Now, Wheeler has finally agreed to defund the school resource officers altogether. $1 million of the money previously spent on SROs will be transferred to a community group focused on making education better for black students and students of color, Wheeler said in a live-streamed press conference. 

“What we are hearing loudly and clearly from the community is that they do not want this direct, physical, ongoing presence in the schools,” Wheeler said. 

He noted that Portland Police and school districts will work to ensure officers will still reach schools efficiently in emergencies. 

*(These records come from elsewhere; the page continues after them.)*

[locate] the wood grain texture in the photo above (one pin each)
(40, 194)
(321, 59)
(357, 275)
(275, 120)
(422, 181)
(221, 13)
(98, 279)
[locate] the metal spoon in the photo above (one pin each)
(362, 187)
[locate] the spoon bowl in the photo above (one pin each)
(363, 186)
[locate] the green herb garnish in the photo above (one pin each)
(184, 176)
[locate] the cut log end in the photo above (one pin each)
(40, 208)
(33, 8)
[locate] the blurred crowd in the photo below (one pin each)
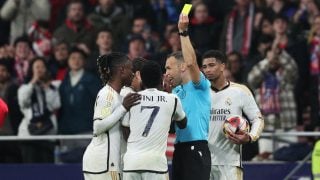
(48, 52)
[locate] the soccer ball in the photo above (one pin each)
(234, 124)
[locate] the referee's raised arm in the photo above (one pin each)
(188, 52)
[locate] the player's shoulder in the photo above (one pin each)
(107, 92)
(126, 90)
(241, 88)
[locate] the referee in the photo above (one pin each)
(191, 157)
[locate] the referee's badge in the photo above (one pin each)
(228, 102)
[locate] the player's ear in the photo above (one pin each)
(137, 74)
(223, 66)
(183, 67)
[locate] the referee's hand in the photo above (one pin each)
(130, 100)
(239, 138)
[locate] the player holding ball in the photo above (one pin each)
(228, 129)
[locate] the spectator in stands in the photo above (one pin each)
(264, 42)
(165, 11)
(204, 30)
(9, 150)
(237, 34)
(8, 92)
(41, 38)
(104, 42)
(3, 112)
(306, 13)
(38, 100)
(235, 65)
(23, 56)
(137, 48)
(109, 15)
(78, 92)
(280, 7)
(266, 27)
(172, 44)
(77, 30)
(58, 63)
(22, 13)
(141, 27)
(297, 48)
(314, 65)
(273, 80)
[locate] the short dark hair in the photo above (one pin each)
(7, 63)
(177, 55)
(23, 39)
(281, 17)
(236, 53)
(151, 74)
(74, 2)
(80, 51)
(107, 64)
(264, 38)
(137, 38)
(218, 55)
(103, 29)
(138, 63)
(30, 68)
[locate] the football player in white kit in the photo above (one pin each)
(149, 124)
(101, 159)
(228, 99)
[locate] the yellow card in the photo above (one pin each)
(186, 9)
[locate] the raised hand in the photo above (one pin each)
(183, 22)
(240, 138)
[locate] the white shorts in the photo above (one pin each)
(226, 173)
(144, 176)
(111, 175)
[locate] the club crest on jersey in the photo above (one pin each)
(228, 102)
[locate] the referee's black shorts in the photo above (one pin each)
(191, 161)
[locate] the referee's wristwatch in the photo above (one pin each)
(183, 33)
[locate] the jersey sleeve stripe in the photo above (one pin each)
(175, 107)
(97, 119)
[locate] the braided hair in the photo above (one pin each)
(107, 64)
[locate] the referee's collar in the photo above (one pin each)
(217, 90)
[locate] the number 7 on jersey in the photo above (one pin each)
(155, 110)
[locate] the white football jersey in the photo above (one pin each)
(235, 99)
(103, 152)
(149, 124)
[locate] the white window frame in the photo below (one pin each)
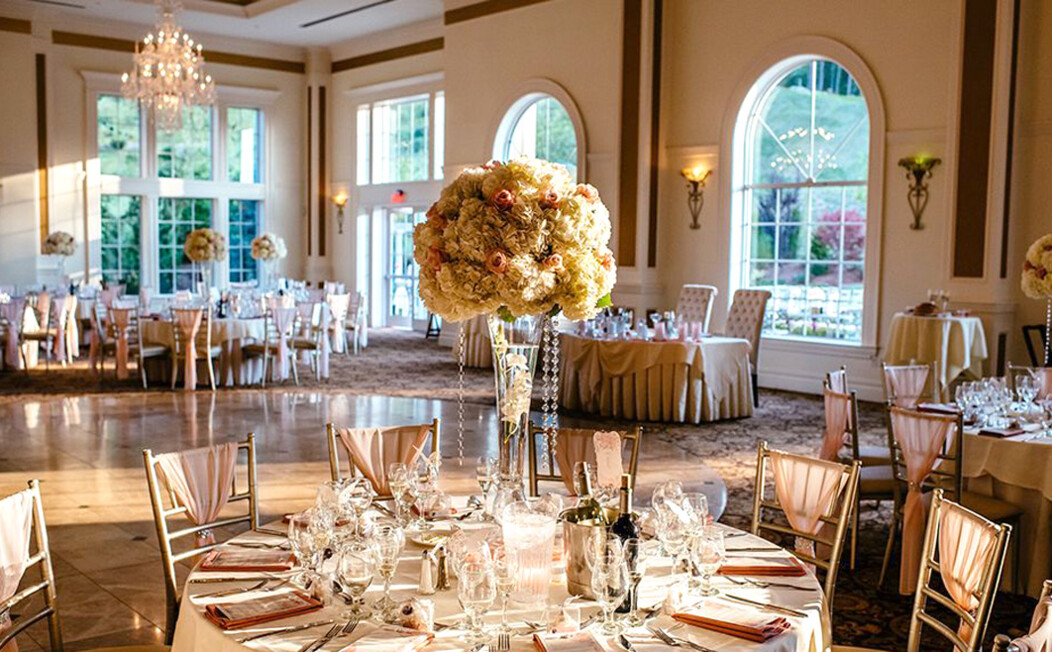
(763, 74)
(150, 188)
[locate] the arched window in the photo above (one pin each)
(539, 125)
(802, 180)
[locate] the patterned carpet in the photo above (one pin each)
(403, 364)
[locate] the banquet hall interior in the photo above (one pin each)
(734, 313)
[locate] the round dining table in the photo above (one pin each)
(808, 632)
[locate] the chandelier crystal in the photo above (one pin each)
(168, 72)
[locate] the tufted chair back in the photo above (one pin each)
(746, 318)
(695, 303)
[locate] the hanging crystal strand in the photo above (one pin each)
(462, 340)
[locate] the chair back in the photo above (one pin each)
(370, 450)
(746, 319)
(907, 385)
(22, 518)
(968, 553)
(164, 491)
(813, 495)
(567, 446)
(695, 303)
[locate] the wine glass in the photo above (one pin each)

Asked about the possibility of a similar situation for TTSD, sophomore Hannah Figueroa said, “I feel like if we were to get rid of SROs, which is a viable option, we would need educators and teachers to step in and be more proactive. There are students who report bullying and sexual harassment and nothing really gets done until they bring up the issue to SROs since they’re legally obligated to intervene. Even then, though, [SROs] don’t always help or they don’t take as much action as needed. I definitely think getting rid of SROs would work if [administrators] took students more seriously. The way things are right now, [if officers were removed], I wouldn’t trust school counselors or the principal to actually take action if I felt threatened by somebody at the school.”
Contrastingly, sophomore Athena Larsen responded, “I understand their original intent was to make schools safer. But they don’t even do that nor (in my experience) do they make kids feel any safer. Honestly, if there was any trouble, I would sooner go to Flo or a teacher than an SRO.” 

Tigard-Tualatin School District has started talking about the district’s own school resource officers with some student groups, though there has been no discussion publicly.